A lot of this technology is related to the internet of things. Its impact may already be felt in homes today: for example, advanced metering infrastructure (AMI) enables customers to pay less for nighttime and off-peak energy consumption.
Fremont, CA: The world urgently requires a green city revolution. According to UN data, cities may account for less than 2 percent of the Earth's land, yet they together emit more than 60 percent of greenhouse gas emissions while consuming 78 percent of the planet's energy.
The revolution will most likely not be galvanized, as cities around the world get smarter at an almost imperceptible rate. A smart city is not always a sustainable city.
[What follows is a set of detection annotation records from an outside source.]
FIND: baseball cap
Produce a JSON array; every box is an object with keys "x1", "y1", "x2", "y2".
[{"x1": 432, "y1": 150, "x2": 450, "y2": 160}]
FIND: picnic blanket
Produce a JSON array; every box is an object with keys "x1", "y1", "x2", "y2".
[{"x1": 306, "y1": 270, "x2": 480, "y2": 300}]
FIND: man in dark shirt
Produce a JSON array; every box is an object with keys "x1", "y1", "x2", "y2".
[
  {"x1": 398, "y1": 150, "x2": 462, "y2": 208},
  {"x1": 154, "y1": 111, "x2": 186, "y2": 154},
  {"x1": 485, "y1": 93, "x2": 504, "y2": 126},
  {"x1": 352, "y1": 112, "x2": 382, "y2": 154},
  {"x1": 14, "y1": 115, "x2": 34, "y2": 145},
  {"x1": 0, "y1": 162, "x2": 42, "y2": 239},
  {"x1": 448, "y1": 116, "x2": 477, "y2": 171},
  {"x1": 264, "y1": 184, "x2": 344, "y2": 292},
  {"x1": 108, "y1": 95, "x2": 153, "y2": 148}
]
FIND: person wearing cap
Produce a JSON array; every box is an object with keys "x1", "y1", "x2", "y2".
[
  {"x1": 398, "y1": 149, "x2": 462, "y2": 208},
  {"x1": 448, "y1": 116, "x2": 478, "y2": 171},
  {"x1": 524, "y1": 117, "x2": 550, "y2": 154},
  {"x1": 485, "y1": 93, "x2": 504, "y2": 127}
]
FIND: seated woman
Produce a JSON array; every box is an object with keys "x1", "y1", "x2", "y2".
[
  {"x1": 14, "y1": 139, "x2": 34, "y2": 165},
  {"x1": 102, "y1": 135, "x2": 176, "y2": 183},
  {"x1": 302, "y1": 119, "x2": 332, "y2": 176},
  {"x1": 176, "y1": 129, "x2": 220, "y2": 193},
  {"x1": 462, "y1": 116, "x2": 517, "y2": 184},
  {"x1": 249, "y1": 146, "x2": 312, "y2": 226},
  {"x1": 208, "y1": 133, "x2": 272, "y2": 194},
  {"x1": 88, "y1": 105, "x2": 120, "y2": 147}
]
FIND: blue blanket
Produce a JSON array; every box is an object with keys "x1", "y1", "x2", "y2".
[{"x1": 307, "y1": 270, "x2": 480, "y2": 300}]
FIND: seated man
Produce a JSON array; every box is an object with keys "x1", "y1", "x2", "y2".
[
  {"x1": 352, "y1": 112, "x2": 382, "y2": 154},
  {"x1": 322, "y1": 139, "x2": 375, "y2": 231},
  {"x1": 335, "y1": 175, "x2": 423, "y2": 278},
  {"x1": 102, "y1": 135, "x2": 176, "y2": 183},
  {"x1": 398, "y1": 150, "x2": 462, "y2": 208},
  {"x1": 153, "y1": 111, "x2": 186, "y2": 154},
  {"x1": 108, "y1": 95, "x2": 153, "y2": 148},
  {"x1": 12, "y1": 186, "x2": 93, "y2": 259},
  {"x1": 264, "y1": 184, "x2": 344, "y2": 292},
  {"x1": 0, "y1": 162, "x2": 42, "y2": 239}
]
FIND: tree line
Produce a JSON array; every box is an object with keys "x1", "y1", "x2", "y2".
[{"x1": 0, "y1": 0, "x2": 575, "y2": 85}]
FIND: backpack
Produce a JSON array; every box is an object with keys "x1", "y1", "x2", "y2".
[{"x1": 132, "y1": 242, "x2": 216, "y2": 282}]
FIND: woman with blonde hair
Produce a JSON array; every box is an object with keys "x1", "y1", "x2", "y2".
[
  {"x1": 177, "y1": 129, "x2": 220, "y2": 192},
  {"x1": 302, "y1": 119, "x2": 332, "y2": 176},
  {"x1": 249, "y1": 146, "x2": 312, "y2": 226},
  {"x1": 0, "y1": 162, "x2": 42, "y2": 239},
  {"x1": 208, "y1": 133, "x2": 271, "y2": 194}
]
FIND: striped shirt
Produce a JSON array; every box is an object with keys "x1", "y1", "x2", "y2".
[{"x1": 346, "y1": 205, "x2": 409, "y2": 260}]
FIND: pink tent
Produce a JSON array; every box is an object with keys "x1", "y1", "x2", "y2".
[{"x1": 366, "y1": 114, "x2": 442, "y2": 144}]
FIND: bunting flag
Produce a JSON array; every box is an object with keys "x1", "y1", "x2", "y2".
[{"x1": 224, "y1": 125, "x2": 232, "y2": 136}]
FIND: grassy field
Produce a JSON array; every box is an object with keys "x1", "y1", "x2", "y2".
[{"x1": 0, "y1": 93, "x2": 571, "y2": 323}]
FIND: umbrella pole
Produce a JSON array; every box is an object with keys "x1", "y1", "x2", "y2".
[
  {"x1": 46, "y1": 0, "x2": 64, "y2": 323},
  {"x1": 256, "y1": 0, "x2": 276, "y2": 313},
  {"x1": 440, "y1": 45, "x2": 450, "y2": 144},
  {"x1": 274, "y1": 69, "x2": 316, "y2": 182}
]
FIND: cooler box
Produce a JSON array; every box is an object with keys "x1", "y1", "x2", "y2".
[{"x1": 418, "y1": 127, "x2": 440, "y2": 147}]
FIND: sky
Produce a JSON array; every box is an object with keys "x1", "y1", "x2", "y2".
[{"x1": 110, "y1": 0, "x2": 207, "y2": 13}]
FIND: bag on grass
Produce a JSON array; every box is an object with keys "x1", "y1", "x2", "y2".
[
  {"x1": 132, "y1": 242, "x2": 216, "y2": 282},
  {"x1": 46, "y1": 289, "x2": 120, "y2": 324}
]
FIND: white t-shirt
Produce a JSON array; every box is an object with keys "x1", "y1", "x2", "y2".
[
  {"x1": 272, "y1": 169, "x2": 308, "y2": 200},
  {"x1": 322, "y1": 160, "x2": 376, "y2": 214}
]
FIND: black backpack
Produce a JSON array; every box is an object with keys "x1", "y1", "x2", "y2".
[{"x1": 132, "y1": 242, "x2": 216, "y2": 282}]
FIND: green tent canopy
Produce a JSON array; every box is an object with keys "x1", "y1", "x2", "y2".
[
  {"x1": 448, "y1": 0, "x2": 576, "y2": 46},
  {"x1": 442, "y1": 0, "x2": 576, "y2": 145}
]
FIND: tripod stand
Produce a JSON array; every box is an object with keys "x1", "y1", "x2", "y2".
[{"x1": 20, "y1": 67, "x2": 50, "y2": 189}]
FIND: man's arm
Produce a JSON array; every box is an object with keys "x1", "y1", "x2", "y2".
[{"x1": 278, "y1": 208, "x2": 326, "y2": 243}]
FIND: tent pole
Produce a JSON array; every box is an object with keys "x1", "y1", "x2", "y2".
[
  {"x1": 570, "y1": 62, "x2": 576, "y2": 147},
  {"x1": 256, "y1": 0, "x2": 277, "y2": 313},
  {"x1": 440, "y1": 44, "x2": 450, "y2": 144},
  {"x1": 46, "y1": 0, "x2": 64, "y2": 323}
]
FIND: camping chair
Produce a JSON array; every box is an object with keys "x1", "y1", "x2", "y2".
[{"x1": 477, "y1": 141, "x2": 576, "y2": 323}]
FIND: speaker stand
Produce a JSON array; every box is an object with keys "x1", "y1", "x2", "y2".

Smart grids and electric vehicles, two linked technologies that are becoming prevalent in cities around the world, will hasten the green city pace of innovation.
According to a recent analysis on smart grids in power, smart grid technology enables electrical grids to respond digitally to electricity consumption trends. These tendencies can shift quickly in bigger populations. Control systems and automation and IT and communication modules enable smart technologies to combine and smarten the grid. This, in turn, optimizes electricity generation and distribution to serve a greater number of end customers.
A lot of this technology is related to the internet of things. Its impact may already be felt in homes today: for example, advanced metering infrastructure (AMI) enables customers to pay less for nighttime and off-peak energy consumption. Smart home apps make grids smarter by shutting off devices when users are not around. Electric and digital devices, whether smart or not, can all be networked together in modern homes.
Another key part can be found outside the consumer end. Energy management systems (EMS) monitor, control and optimize generation and transmission systems with computer-aided tools. Various EMS subsystems help restore power after outages or, more usefully, mitigate the chances of outages within energy-guzzling cities.